Active Duty Military
All active-duty members of the U.S. military who are residing or are stationed outside the state of Florida shall have all (100%) out-of-state fees waived by the university. Contact the Military & Veterans Resource Center to apply for the Active Duty Military Out-of-State Waiver.
UWF Short-Term Financial Assistance
The University of West Florida provides eligible students with an alternative to paying the full amount of tuition at the beginning of each term in the form of an installment payment plan or a short-term loan.
Military Students
UWF is a Military FriendlyⓇ School proudly serving active-duty U.S. military members and veterans.
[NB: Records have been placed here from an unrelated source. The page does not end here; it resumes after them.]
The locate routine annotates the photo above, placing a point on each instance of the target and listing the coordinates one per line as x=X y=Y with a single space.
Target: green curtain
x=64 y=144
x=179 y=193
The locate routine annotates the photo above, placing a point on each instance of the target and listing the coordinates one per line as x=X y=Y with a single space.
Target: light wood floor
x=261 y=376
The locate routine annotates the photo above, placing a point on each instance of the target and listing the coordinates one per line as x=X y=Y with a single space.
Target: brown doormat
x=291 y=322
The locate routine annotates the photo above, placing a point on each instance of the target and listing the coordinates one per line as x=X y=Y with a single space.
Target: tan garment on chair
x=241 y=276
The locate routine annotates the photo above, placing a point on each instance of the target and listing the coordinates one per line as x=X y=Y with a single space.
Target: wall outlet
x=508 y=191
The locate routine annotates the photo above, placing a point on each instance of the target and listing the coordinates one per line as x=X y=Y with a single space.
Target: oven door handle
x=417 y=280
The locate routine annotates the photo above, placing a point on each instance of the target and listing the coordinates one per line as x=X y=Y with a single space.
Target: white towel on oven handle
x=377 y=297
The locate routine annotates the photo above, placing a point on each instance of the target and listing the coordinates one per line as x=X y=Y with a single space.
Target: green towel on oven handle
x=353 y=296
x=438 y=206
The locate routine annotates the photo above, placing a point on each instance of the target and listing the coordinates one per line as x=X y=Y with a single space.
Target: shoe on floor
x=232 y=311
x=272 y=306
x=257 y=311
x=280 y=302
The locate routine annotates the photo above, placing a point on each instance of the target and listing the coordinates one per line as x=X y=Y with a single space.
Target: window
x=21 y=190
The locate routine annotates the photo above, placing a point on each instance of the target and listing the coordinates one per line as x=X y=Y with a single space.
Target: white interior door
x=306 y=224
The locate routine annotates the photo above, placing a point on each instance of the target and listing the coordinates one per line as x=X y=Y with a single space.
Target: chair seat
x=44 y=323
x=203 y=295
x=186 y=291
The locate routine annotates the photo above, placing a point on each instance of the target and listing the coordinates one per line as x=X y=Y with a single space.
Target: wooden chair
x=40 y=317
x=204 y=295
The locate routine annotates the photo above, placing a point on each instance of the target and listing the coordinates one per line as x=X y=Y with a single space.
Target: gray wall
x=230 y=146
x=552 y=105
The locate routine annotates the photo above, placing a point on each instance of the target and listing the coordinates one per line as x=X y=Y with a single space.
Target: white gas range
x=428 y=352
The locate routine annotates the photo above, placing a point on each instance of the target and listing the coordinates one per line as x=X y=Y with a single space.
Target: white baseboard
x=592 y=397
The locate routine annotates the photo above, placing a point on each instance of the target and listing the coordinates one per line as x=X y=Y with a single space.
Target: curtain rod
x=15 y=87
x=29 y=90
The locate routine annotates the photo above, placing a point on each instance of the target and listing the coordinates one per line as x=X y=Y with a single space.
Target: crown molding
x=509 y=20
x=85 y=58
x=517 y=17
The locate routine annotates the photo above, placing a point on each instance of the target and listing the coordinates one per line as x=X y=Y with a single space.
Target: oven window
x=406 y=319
As UWF has been a participant in the Yellow Ribbon Program since 2011, you could be eligible to receive free tuition with your military benefits.
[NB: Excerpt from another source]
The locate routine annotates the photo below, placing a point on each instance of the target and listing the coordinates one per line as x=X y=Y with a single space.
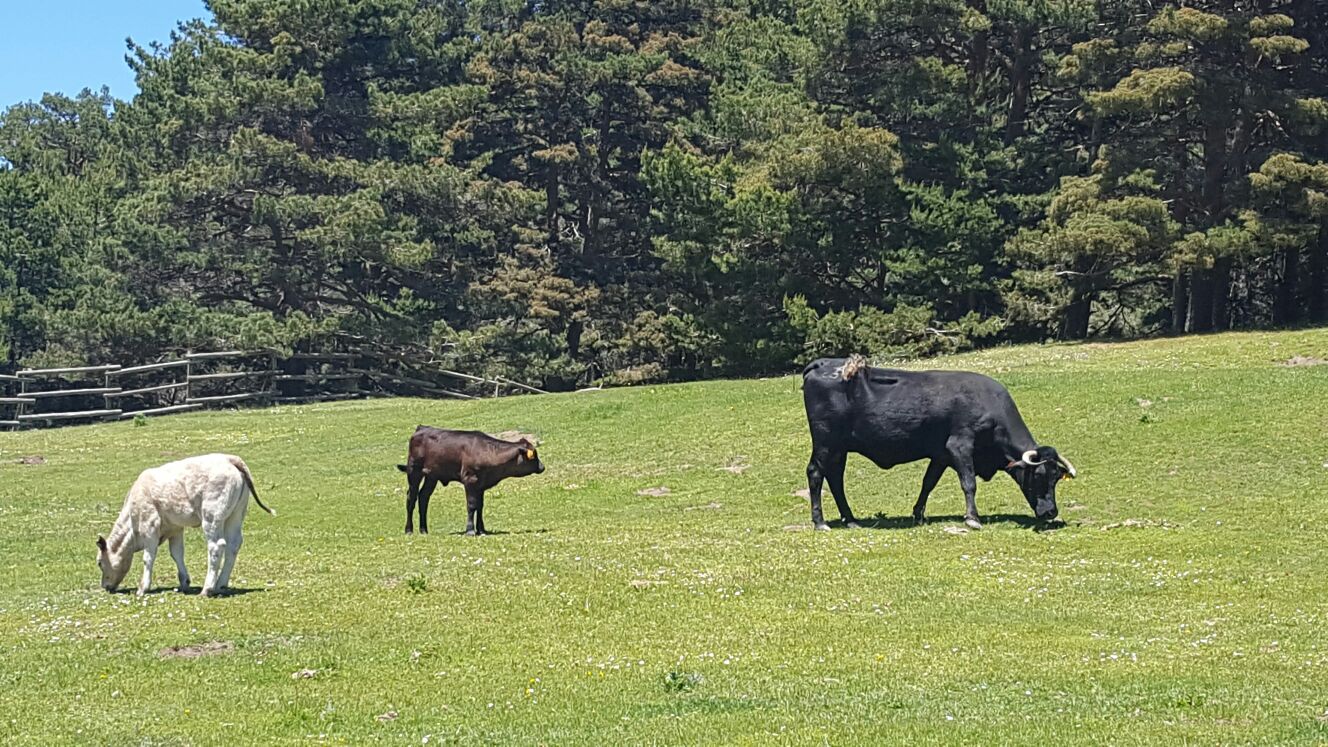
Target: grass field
x=1183 y=601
See How We Can Serve YouFinancial Aid
Funding your college education should not empty your wallet. We offer various financial aid options for our online students, including loans, scholarships and grants for degree-seeking students.
Learn More About Financial AidCareer Outcomes
Upon completion of our M.S. in Data Science, you can pursue a variety of careers with desirable salaries and growth potential.
* Salary and job outlook information from the Bureau of Labor Statistics and PayScale.
Statistician
Follow this career path to apply your data science abilities toward gathering, analyzing and reporting data to inform organizational policies and strategies. Statisticians play central roles with governmental agencies, consulting and market research firms, research institutes and other organizations. Demand for statisticians is projected to rise by 33% from 2021 to 2031, and the median salary is $95,570 per year.
Data Engineers
To work as a data engineer, you must develop proficiency with algorithms, big data structures, database design and coding. This collaborative position involves developing solutions and presenting informed recommendations. Data engineers make an average salary of $94,587, and states with the highest salaries for data engineers are California, New York and Washington.
Data Scientists
Data scientists, also known as data analysts or data architects, are employed by corporations or businesses to sift through big data and make recommendations. With more machine learning, programming abilities and software skills, data scientists can expect larger salaries. Experience is highly correlated to a higher salary for a data scientist. Their average salary is $99,148, and job growth is expected to increase along with the population.